Thursday, 5 September, 2019
WOSA Blog, Fiona McDonald
Gnarled, twisted stumpy little vines stuck out between rows of lush bright green cover crop. Here and there was the odd gap or an obviously younger vine being cultivated. Planted in 1952 this block of Chenin Blanc is just one of South Africa’s vinous treasures and is what creates Bosman’s highly regarded Optenhorst Chenin Blanc.

It was supposed to be ripped out in 2007 but winemaker Corlea Fourie pleaded its case. “We’re fairly certain it’s a massal selection with a variety of clones and rootstocks all interplanted,” Fourie said.

She was part of a group of Chenin focussed folks who had just returned from the Chenin Blanc International Congress, held in Angers, France – and also inducted into the Confrerie Chevaliers de la Chantepleure Vouvray alongside a few other fellow South African Chenin imbongis.

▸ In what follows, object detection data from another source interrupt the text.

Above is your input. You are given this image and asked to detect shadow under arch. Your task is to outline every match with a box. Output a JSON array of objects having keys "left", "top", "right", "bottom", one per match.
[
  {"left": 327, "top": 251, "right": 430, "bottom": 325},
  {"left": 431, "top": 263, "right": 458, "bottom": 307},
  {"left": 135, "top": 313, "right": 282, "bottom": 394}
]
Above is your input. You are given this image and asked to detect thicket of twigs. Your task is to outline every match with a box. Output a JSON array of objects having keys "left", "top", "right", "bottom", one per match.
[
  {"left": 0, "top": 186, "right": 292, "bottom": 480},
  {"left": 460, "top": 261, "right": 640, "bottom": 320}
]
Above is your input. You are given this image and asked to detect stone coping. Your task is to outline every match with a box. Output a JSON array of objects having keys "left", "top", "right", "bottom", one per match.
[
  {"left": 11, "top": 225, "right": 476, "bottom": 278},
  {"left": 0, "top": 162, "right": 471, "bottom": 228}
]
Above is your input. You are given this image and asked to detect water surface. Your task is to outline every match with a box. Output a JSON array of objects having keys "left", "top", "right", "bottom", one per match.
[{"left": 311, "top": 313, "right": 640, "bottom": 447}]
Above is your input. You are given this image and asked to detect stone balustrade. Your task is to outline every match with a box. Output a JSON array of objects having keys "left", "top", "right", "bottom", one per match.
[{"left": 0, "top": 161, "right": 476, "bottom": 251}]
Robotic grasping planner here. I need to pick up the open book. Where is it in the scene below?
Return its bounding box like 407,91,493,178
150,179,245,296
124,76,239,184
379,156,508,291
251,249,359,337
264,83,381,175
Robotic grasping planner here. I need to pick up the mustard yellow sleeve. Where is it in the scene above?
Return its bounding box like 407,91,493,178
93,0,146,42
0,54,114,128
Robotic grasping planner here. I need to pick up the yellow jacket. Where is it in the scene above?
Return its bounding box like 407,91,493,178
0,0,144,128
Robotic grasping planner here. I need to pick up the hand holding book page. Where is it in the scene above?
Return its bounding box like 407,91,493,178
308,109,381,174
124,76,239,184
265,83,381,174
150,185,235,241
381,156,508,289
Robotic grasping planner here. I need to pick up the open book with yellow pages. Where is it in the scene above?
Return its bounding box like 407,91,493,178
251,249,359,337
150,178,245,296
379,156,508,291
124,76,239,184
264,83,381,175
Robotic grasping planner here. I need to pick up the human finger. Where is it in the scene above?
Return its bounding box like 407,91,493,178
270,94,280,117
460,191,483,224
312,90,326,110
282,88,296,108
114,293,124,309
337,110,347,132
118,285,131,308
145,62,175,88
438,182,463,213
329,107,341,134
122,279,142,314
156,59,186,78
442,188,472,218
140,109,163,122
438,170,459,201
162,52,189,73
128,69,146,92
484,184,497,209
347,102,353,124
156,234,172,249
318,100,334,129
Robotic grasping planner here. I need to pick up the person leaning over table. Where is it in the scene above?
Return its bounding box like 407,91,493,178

South Africa is to host the next event in July 2021. “What can we possibly do to try and measure up to the history and tradition that they have in the Loire?” Fourie mused.

Having just read Tim Atkin’s thoughts on how South Africa’s performance on the world stage – with Chenin Blanc – had actually reinvigorated the Loire’s efforts and improved their sales, it was surprising to hear.

Can South Africa compete with the Loire’s tradition and fraternal organisations? No. But is it necessary when South African Chenin Blanc, particularly old vine Chenin, is patently thriving and reinvigorating a category that was almost moribund until 25 years ago.